And it’s true: Apple disclosed last year that iPhone customers are upgrading less frequently. If you’re holding onto your phone for three years, that’s more time to pick up nicks and dings along the way, especially if the display survives a fall that a few years ago would have required a full screen replacement.
There’s also the fact that making glass that’s both scratch and drop resistant is, well, hard. The manufacture of glass is often a game of compromise, which you can see most clearly in the quest for durable foldable phones: the stronger it is, the less it can bend.
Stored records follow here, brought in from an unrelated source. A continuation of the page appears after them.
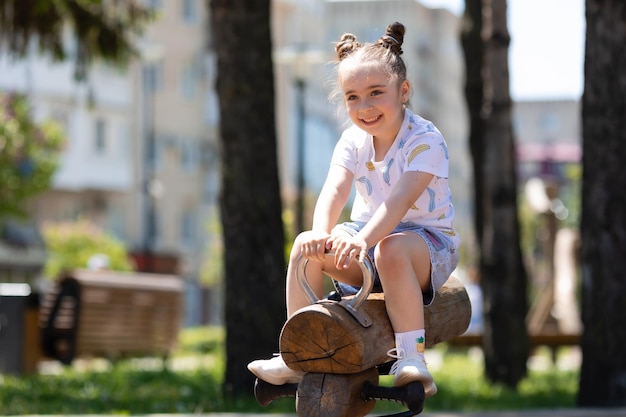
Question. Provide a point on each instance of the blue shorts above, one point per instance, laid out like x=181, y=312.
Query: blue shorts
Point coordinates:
x=443, y=257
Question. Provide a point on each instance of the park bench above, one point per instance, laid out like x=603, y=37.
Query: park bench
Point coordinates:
x=111, y=314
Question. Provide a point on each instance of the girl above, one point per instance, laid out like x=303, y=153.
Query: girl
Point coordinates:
x=402, y=216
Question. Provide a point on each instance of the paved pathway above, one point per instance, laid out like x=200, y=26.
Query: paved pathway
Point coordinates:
x=608, y=412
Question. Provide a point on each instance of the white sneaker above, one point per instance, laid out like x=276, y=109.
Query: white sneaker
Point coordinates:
x=275, y=371
x=411, y=368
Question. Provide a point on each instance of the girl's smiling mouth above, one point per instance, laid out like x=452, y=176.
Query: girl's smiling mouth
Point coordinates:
x=371, y=120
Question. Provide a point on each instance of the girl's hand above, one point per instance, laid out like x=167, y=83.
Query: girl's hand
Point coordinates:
x=347, y=249
x=314, y=246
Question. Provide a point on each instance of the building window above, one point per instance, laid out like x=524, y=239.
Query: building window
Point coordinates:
x=549, y=122
x=188, y=156
x=100, y=139
x=189, y=11
x=187, y=228
x=153, y=4
x=153, y=76
x=189, y=81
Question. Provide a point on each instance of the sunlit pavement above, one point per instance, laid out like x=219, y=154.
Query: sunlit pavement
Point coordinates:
x=610, y=412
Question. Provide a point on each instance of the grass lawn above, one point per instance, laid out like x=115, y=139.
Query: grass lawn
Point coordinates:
x=191, y=383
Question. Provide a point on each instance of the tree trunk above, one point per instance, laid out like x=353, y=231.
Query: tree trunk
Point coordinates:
x=603, y=223
x=502, y=273
x=250, y=200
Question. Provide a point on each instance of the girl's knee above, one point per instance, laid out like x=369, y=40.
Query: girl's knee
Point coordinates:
x=391, y=250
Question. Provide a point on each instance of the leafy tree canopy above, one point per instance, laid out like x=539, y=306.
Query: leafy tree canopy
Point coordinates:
x=28, y=154
x=102, y=29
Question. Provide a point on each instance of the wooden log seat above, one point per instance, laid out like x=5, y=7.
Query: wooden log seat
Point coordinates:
x=326, y=338
x=335, y=395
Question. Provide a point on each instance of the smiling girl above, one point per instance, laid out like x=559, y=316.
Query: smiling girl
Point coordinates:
x=402, y=216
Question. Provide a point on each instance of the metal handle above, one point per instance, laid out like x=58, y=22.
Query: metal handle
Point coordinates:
x=367, y=268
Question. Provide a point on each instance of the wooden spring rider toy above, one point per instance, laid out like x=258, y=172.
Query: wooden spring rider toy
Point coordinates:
x=341, y=344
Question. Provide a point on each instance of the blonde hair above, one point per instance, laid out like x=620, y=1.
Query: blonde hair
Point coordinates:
x=385, y=53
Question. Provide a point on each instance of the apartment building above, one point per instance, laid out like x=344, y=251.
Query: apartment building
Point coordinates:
x=140, y=158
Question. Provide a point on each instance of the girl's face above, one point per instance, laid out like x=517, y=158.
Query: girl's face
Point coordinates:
x=374, y=99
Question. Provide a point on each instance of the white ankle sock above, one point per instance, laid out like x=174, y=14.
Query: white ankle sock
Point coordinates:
x=413, y=343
In this case, getting those two properties to play nice is less a direct contradiction than it is a process of reinvention.
“The glass chemistries that people have been using to improve the compressive stress profiles aren’t necessarily the best for scratch performance,” says John Mauro, a professor of materials science and engineering at Penn State University who had previously spent 18 years at Corning.
For Corning, that meant starting Victus almost from … scratch. (Sorry.) Glass starts with silicon dioxide, but from there it’s open season on the periodic table of elements. “It’s really an infinite palette of options,” says Bayne. “We start with thousands of compositions, and we do a lot of computer monitoring simulation, get down to a couple dozen candidates, do some lab melts, then two or three manufacturing trials to get that ultimate glass.”
The part of that journey that makes glass strong is a so-called ion exchange process, in which potassium ions shove aside smaller sodium ions; think of it like replacing the billiard balls in a rack with slightly larger tennis balls. The rack is suddenly harder to move. For seven years, Corning has been focused on squeezing more tennis balls into that rack. Victus required a different tack. “That whole science for drop, sometimes the moves that you make at the molecular level are a little bit different than you would for scratch,” says Bayne. “Our technologists were really trading off composition elements of the glass and how we ion exchange it to show a meaningful improvement.”